Providers of demand side flexibility (DSF) are facing an uncertain short-term future due to various policy changes according to the Electricity System Operator.
In this year’s annual Power Responsive report, the ESO suggests that the Medium Combustion Plant Directive (MCPD) is a deterrent to some market participants.
The environmental regulation aims to reduce various emissions but can prevent some technology such as thermal back-up generators from participating in DSR.
Another affecting policy is the reform of charging arrangements which could cause issues for distributed generators which rely on embedded benefits and customers who actively respond to triad signals.
The suspension of the UK Capacity Market by the European Court of Justice has also added to the current uncertainty within the sector according to the report.
DSF encompasses demand side response and small scale-generation & storage and participation has been encouraged by the stakeholder-led programme, Power Responsive, which has been put in place by the ESO.
As a result of the programme, the sector has shown steady growth since 2017, accepting 5 new units per month, on average between April-17 to December-17. A 100% increase was then recorded in 2018, with an average of 10 new units per month.

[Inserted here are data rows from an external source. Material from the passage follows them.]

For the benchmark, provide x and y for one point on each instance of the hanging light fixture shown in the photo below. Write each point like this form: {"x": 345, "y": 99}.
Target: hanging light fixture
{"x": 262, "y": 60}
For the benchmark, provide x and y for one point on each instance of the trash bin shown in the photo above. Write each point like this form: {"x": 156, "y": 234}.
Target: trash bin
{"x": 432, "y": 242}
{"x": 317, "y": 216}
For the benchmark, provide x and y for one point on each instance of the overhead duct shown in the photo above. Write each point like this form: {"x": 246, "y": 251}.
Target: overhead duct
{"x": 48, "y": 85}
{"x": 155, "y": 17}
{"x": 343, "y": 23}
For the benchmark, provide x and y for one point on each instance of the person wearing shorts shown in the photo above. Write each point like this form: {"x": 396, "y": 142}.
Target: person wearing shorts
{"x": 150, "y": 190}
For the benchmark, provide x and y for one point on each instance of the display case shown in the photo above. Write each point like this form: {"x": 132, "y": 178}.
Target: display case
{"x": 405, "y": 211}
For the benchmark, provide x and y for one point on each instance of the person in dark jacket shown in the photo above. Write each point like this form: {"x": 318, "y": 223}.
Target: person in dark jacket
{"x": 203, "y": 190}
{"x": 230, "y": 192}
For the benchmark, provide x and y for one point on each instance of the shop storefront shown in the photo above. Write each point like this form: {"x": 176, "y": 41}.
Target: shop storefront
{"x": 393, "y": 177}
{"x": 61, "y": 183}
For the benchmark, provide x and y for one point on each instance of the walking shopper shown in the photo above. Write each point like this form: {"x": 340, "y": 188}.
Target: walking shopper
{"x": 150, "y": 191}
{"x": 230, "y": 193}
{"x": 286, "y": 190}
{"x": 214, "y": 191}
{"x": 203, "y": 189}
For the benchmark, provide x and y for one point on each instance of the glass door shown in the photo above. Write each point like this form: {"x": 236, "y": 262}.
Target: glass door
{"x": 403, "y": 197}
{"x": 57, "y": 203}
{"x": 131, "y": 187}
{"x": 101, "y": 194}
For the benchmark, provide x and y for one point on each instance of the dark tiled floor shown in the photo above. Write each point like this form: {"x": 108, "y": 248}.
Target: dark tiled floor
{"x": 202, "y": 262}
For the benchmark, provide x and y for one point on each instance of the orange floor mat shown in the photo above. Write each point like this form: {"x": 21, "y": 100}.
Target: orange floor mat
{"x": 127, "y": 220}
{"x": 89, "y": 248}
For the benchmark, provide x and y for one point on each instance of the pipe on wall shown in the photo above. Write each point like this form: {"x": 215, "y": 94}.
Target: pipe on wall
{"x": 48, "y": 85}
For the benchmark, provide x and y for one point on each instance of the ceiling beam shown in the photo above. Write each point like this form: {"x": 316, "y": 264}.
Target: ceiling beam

Despite this, the sector still faces a number of challenges such as:
- A lack of awareness and detailed understanding of the industry
- A need for improved data gathering and market information
- A lack of time and resources for non-energy organisations to help them progress projects
- Securing investment and managing multiple revenue streams
- The complexity of industry code, services and supplier contracts
To help tackle these challenges the ESO has implemented three balancing services to encourage participation, which are:
Short Term Operating Reserve (STOR)
STOR provides additional active power from generation sources by reducing demand and is procured via a tender process, with three rounds every year. STOR saw the highest DSF participation of all the balancing services with 3,314MW of capacity
Firm Frequency Response (FFR)
FFR procurement involves monthly tenders from DSF providers and showed significant growth in 2018, compared to 2017 - with 2,341MW of capacity, compared to 773MW in the previous year.
Demand Turn-up (DTU)
Developed in 2016, DTU was put in place to encourage large energy users and generators to increase or reduce demand at times of high renewable availability or low national demand. However, participation decreased in 2018, compared to 2017, falling from 128.6MW to 114.7MW.